Upon entering a serious relationship following a long period of isolation, I yearned to connect with my partner, as well as reconnect with my own sensuality. But in the midst of intimacy, I found myself confessing I didn’t deserve to feel good. I didn’t even want to. Deep down, my body still desired pleasure, but my mind would not have it. I felt so ashamed, I convinced myself I needed to earn the right to enjoy sex again. I viewed my past sexual experiences as wrongful and degrading, even though I hadn’t felt wronged or degraded in the moment. In actuality, it had been exactly what I wanted, yet for that ridiculous reason, I somehow felt guilty.
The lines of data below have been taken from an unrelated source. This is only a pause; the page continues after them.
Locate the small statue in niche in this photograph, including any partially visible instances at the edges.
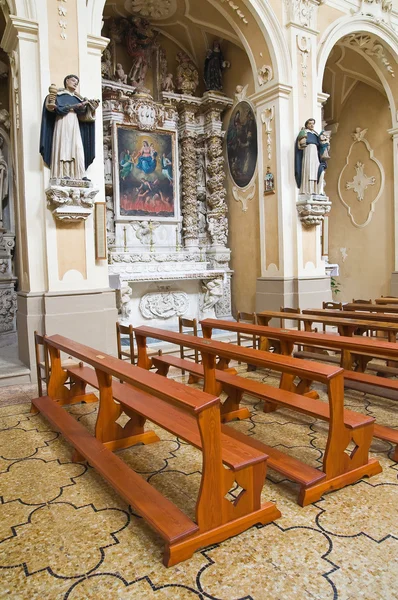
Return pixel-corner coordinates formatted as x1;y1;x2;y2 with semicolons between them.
101;48;113;79
104;144;112;183
295;119;330;196
115;63;127;84
162;73;174;92
40;75;100;180
264;167;274;193
203;40;230;92
176;52;199;96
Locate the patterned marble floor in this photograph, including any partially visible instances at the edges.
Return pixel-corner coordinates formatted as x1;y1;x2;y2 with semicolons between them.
0;371;398;600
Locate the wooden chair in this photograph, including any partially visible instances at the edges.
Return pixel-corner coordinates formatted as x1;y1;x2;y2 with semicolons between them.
116;321;135;365
34;331;50;397
322;302;343;310
322;302;343;332
236;310;258;365
279;306;301;329
178;317;200;375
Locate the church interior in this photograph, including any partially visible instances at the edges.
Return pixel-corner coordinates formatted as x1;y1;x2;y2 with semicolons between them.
0;0;398;600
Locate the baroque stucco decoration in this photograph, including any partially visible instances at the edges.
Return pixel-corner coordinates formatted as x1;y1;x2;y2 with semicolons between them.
140;292;189;319
261;106;275;160
337;127;385;229
342;33;395;77
129;0;177;21
232;183;256;212
218;0;249;25
351;0;392;27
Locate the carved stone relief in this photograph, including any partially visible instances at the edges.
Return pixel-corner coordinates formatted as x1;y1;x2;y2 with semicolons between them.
337;127;385;228
200;277;224;312
232;184;256;212
342;33;395;77
0;284;17;333
139;292;189;319
261;106;275;160
129;0;177;21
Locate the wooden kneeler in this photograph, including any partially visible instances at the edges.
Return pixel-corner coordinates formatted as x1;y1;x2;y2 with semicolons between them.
32;335;281;566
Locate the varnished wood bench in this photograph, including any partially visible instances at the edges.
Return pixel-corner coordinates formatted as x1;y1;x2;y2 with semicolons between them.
32;335;280;566
201;319;398;461
135;327;381;506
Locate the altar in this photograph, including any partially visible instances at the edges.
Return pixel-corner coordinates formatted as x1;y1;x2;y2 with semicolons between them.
102;19;232;328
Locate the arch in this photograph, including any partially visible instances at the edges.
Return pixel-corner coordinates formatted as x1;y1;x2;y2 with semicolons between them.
86;0;291;86
317;15;398;127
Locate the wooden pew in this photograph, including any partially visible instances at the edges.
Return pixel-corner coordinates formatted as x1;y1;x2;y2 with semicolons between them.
201;319;398;462
302;308;398;323
135;323;381;506
375;296;398;304
32;335;280;566
343;302;398;318
257;312;398;342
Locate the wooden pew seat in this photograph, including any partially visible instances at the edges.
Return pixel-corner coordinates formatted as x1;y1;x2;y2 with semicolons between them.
152;356;375;429
32;396;198;544
68;364;264;471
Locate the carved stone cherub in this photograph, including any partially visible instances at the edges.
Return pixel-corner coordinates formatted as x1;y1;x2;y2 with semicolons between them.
162;73;175;92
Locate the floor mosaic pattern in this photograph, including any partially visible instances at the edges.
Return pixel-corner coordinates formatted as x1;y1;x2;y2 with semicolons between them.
0;368;398;600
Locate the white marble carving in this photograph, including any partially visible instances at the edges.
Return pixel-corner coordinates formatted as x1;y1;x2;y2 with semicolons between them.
257;65;273;85
201;277;224;312
232;184;256;212
337;127;385;228
45;179;99;221
342;33;395;77
296;194;332;227
140;292;189;319
345;161;376;202
297;35;311;98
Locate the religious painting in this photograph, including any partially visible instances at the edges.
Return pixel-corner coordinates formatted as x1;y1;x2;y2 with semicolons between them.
116;125;176;219
227;101;257;188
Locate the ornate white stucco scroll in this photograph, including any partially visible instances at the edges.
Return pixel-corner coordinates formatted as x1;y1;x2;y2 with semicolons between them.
337;127;385;228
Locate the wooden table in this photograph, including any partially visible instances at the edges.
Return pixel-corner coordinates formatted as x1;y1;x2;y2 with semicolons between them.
257;310;398;342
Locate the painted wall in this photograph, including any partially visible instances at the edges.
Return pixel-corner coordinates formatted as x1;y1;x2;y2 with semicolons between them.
326;83;394;301
223;44;261;316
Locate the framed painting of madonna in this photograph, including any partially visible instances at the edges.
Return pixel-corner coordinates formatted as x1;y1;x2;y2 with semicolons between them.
114;125;178;221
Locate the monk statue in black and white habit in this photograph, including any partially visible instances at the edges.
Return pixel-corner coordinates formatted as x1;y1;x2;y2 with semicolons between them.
40;75;99;180
295;119;330;196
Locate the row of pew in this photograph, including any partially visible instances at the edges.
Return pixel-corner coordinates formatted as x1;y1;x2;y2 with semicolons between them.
32;305;398;566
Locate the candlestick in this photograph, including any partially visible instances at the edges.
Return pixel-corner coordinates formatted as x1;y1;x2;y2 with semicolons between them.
148;219;153;252
176;225;181;252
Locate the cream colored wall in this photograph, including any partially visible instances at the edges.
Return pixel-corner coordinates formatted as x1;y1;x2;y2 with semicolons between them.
326;83;394;301
223;44;261;315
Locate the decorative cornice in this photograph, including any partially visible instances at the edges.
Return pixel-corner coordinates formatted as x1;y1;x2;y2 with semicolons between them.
249;83;293;106
1;15;39;53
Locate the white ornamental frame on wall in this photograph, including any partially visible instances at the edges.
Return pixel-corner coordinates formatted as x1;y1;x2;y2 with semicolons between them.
337;127;385;229
112;123;181;224
225;96;258;212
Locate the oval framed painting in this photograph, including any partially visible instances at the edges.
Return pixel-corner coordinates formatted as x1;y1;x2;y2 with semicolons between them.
227;100;257;188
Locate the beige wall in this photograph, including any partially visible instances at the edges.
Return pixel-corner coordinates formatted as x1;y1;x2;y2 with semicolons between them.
326;83;394;301
223;44;261;315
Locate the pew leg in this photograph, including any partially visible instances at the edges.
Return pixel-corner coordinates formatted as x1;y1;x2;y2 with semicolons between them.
392;444;398;462
221;385;250;423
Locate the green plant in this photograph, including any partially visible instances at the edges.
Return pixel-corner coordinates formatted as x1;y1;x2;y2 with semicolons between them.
330;277;341;296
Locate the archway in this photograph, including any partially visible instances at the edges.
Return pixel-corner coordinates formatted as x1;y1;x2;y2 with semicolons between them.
318;16;398;301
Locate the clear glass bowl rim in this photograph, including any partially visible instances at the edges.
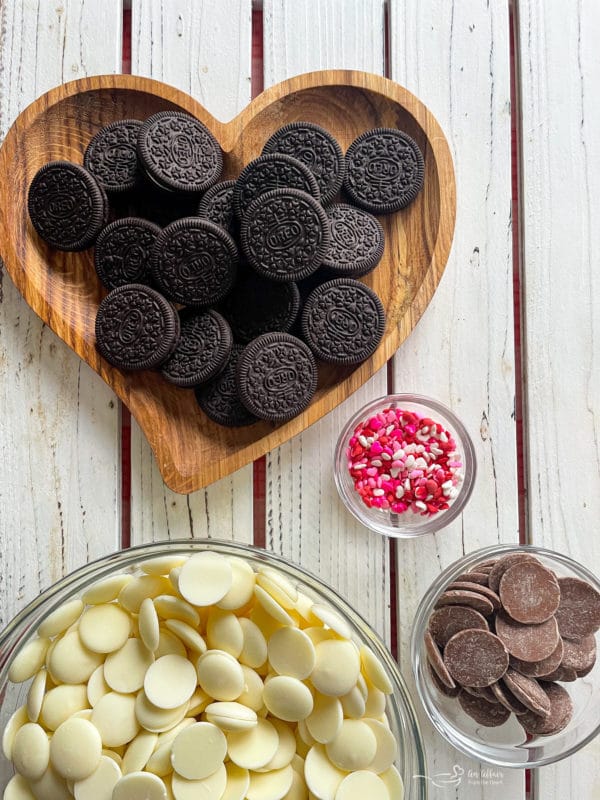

What I was taught, and what I had sworn I would never fall victim to was suddenly my reality. 

So you see, slut-shaming is not so much about what a woman is or isn’t doing; it’s misogyny, sexism, jealousy, fear, and insecurity. Those who stay true to themselves are easy targets for haters and cynics; people are often jealous and frustrated so they project onto others. Because men want us as property, they attempt to convince women that they don’t deserve agency. That they should only exist in the ways men want them to. Navigating life as a non-male is difficult enough without creating divisions within the margins. To make our own decisions is to reclaim the power that has been stolen from us. We must advocate for each other as human beings, sluts, virgins, asexuals, and everything in between. 

It took a lot of self-love for me to unlearn that societal hatred. I was unaware how strong of a hold it had on my psyche. I had to work to feel worthy of fun once again. Sex is innocent, I realized. It is not dirty, it is not a sin. Safe, consensual, gratifying sex is healthy and natural. 

Girls are taught to be quiet, meek, and agreeable at all costs, but self-sacrifice is a mighty high price to pay. Individuals are too diverse to be confined to strict societal standards. Be who you are, sexually and otherwise. Do what you want with your body, mind, and soul. Let the gossipers set the example of what not not be, and free yourself from self-restraint. You don’t have to fall into the victim mindset perpetuated by the patriarchy. You don’t have to live by anyone’s rules but your own. You are the one who knows yourself best.

So if you choose to use the word slut, be conscious of how you use it. Who benefits from it? Are you building someone up, praising their choices? Or are you contributing to a harmful pattern, continuing to treat women as lesser?

I know who I am, and I’m living my truth. I am a slut! Well, sometimes. I’m also a writer, language enthusiast, Netflix aficionado, agent provocateur, sister and daughter, along with many other things. But most importantly, I am honest with myself. I try to be as loving in all parts of life as I am in the bedroom, and I try to pass on what I have learned. Anyone who discourages my truth is missing out on theirs. But hey, that’s their problem.